FILE - Mike Nkuzumuwami stands by the rows of human skulls and bones that form a memorial to those who died in the redbrick church that was the scene of a massacre during the 1994 genocide.
FILE - Mike Nkuzumuwami stands by the rows of human skulls and bones that form a memorial to those who died in the redbrick church that was the scene of a massacre during the 1994 genocide.
Rwanda on Monday is marking 20 years since the1994 genocide, with the hope that lessons learned can help prevent future atrocities. But as many times as the international community has said "never again," a failure to act has continued to cost lives.

Rwandan President Paul Kagame will light a national flame of mourning Monday in a ceremony at the Kigali Genocide Memorial.

The April 7 commemoration marks the anniversary of the day violence broke out across the country, as ethnic Hutu militias killed 800,000 Tutsis and moderate Hutus in a 100-day rampage.

Across Rwanda, memorials to the victims display skulls and bones broken by machete blades and bloodied articles of clothing worn by the victims - constant reminders of the brutality that destroyed the nation.

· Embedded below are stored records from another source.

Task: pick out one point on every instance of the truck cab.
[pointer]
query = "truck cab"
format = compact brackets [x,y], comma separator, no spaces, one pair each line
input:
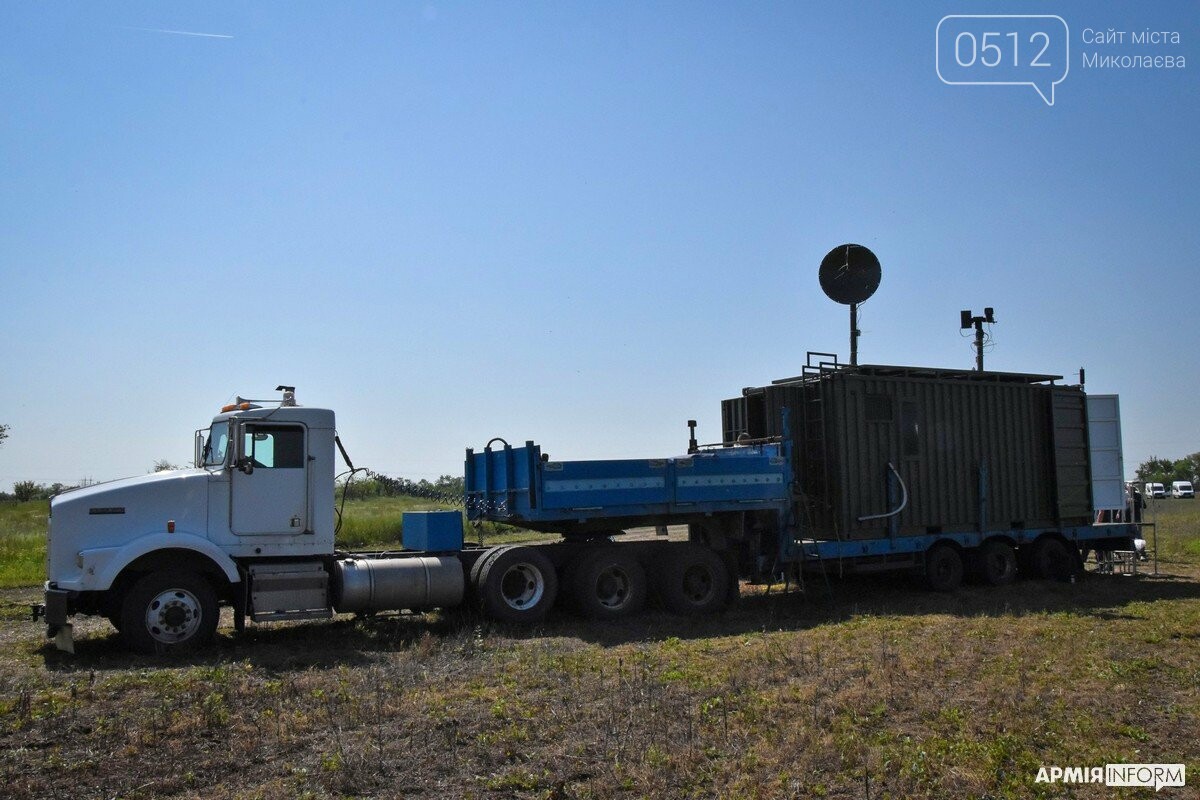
[157,553]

Freddy Mutanguha, a survivor, is the country director of the Aegis Trust, which runs the Kigali Genocide Memorial. He said that with 20 years past, now is the time for the new generation to reflect on the past.

“We remember and we honor our victims each and every year, but it's a very important year because children who are born during or after genocide, they are now growing. It's an important opportunity for them to learn and to understand what happened in this country,” said Mutanguha.

Heads of state and other foreign dignitaries, including officials from the United States, Britain and the East African region, are expected in Kigali for the commemorations.

Mutanguha said it also is a good opportunity for international guests to learn from Rwanda.

“It's very important in terms of genocide prevention because those people will come and they will learn about what happens here so that they can prevent it in their own communities,” said Mutanguha.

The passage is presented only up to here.